Tuesday, November 2, 2010

The Moral Paradox of Consumer Capitalism

The modern economy depends on people living and acting in ways that offend the moralists among us. Unless investors throw money at harebrained schemes and consumers ruin themselves to get more useless trinkets, the system sags into depression. I remember reading once that all of the economic gains that have accrued to poor Americans since WW II have happened in the top year of each business cycle; only when foolish investors are desperately competing for workers to put up another doomed shopping mall and middle class people are spending themselves into bankruptcy does any of our wealth trickle down to maids and laborers. The internet stock boom of the 90s was a completely ludicrous event, a study in crowd psychology equal to the Dutch tulip mania, yet it served the purpose of directing so many billions at technology companies that they were able to quickly create a whole online world.

I have long pondered this wearisome truth, and this week Paul Krugman has a column restating this paradox:
The years leading up to the 2008 crisis were indeed marked by unsustainable borrowing, going far beyond the subprime loans many people still believe, wrongly, were at the heart of the problem. Real estate speculation ran wild in Florida and Nevada, but also in Spain, Ireland and Latvia. And all of it was paid for with borrowed money.

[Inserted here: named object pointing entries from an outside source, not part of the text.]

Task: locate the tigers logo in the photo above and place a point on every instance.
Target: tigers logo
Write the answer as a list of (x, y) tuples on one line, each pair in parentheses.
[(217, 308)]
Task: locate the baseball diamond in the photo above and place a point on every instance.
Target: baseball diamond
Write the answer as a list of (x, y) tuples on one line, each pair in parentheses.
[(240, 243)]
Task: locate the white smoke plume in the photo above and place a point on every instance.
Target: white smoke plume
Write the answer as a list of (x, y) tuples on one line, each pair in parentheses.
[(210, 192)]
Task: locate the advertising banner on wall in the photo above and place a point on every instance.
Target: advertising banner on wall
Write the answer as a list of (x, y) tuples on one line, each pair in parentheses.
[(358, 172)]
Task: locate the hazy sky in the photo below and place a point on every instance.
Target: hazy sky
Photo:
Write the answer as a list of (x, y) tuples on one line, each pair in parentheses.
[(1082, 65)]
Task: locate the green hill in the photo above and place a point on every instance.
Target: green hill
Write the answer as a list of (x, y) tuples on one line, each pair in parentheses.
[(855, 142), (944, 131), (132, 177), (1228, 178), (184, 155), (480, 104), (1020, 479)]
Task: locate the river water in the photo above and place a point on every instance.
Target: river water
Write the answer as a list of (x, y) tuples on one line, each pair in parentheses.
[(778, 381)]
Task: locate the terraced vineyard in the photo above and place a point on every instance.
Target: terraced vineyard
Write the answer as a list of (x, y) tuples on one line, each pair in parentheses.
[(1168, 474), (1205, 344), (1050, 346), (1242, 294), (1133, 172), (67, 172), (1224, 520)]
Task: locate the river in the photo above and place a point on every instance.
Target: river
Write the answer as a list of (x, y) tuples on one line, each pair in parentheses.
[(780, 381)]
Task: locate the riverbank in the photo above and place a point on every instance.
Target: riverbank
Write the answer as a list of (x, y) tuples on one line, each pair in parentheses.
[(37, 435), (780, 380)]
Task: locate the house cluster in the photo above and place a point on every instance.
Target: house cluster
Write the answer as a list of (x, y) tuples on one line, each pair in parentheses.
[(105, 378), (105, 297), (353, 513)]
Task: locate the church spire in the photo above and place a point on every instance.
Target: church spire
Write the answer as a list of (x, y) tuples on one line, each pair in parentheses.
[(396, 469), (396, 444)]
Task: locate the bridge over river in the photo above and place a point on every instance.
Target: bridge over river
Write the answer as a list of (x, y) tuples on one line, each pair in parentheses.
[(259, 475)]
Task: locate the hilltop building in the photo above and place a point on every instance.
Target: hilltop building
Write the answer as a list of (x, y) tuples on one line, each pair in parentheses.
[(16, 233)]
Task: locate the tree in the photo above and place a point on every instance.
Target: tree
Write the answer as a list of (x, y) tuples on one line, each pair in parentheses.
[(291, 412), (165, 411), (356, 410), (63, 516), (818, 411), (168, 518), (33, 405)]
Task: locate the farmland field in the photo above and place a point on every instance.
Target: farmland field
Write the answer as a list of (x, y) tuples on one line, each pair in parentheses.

This borrowing made the world as a whole neither richer nor poorer: one person’s debt is another person’s asset. But it made the world vulnerable. When lenders suddenly decided that they had lent too much, that debt levels were excessive, debtors were forced to slash spending. This pushed the world into the deepest recession since the 1930s. And recovery, such as it is, has been weak and uncertain — which is exactly what we should have expected, given the overhang of debt.

The key thing to bear in mind is that for the world as a whole, spending equals income. If one group of people — those with excessive debts — is forced to cut spending to pay down its debts, one of two things must happen: either someone else must spend more, or world income will fall.

The impulse of the moralizers -- tighten our belts, forget about excesses that were bad for our souls anyway, concentrate on spiritual things rather than money -- is, in economic terms, a disaster. The moral impulse is to think that the severe recession is something we deserve for our past profligacy, something we can get through only by buckling down. It is a test of our character that we must pass before we deserve relief. You can see this in particular in comments on the notion that the Federal Reserve could help us out by just printing money. People who don't like the idea are not really arguing about the economics of the money supply, they are just sure in their guts that "tricks" don't work and there is "no easy way out." But both economics and recent history argue that the moralists are wrong. The recession will end when people stop tightening their belts and start spending money again. From what I read it seems quite likely to me that "tricks" like deficit spending and raising the money supply really can help the economy. I have the sense that our whole economy is a trick, in which unsustainable spending and foolish investment somehow keep the machine of growth going.

I write this as a moralist myself. I have always had a jaded view of our consumer paradise, and I am quite certain that always chasing after more stuff and bigger houses does not make anybody happier. There is a part of me that delights to read about ruined speculators in Florida and Las Vegas. I sometimes dream about a world in which people would be content with less, in which finding more time to be with our friends and families would be more important than climbing the corporate ladder, in which people would focus on connection and meaning rather than success. I know, though, that if too many people did this at once the whole system would collapse.

Perhaps it is fortunate that the impulses driving us to spend, to acquire, and to flaunt are so strong, because we don't know how to make the world work without them.

1 comment:

Unknown said...

It has often seemed to me that our entire financial system is essentially a giant pyramid scheme. This seems to me especially true of the stock market, since no one has ever given me a reason why people buy stock, except that they think someone else will pay more for it sometime in the future. Apparently dividends are unimportant. That seems to me nearly the very definition of a pyramid scheme.

I'm not much of a moralist, so none of this bothers me in that sense. But it does make me nervous.